Segundo o presidente da Associação de Voo Livre do Litoral Paulista (AVLLP), os voos duplos praticados no Morro do Voturuá são de instrução, permitidos pela Anac.
Com a repercussão do acidente em um voo de parapente que matou a jovem Priscila Boliveira, em Pedra Bonita, São Conrado, no Rio de Janeiro, surgiu a questão sobre se é ilegal ou não a comercialização do vôo duplo de parapente.
Créditos imagem..:: Renato Marchesini
No Morro do Voturuá, em São Vicente, funciona o primeiro clube de voo livre do Brasil. “Nunca tivemos nenhuma fatalidade em nossos voos. Temos placas indicando a área de pouso e fiscalização na rampa”, explica o presidente da Associação do Voo Livre do Litoral Paulista (AVLLP), Gaetano Furno.

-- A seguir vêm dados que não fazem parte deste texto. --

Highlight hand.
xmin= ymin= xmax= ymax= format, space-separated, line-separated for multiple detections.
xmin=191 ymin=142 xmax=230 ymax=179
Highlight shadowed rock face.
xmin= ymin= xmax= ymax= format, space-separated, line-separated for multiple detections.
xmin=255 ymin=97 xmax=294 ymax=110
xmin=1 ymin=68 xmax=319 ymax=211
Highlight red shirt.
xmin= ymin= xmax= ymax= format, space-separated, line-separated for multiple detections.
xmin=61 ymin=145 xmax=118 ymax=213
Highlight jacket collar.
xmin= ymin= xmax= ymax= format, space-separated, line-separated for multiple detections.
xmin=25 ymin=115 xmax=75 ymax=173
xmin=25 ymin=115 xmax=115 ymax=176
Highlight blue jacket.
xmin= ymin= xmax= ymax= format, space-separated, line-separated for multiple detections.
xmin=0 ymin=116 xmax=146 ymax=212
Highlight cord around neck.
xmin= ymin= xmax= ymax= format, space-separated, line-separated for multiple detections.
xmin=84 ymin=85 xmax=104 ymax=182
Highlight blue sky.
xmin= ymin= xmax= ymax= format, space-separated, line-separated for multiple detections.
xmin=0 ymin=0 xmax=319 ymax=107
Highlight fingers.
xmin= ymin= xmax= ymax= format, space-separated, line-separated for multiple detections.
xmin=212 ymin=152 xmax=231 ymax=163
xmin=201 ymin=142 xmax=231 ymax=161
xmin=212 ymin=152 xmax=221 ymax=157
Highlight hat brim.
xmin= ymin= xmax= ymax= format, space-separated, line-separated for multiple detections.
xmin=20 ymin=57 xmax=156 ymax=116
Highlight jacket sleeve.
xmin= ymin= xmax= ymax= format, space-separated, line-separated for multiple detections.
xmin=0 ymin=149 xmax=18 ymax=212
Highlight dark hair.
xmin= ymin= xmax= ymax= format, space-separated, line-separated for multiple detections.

O Regulamento Brasileiro de Homologação Aeronáutica (RBHA) 104 da Anac, em vigor, proíbe voos comerciais em aeronaves experimentais, como são classificados asa-deltas, parapentes e ultraleves. Segundo a assessoria da agência, todas as portarias estão sendo reanalisadas, mas a RBHA 104 ainda não foi contemplada por esse processo. A proibição da Agência Nacional de Aviação Civil (Anac) tem pelo menos uma década, mas é questionada por profissionais do segmento, que ressaltam a experiência bem-sucedida de outros países, como Estados Unidos, Suíça e França, onde a prática comercial foi liberada nos últimos anos.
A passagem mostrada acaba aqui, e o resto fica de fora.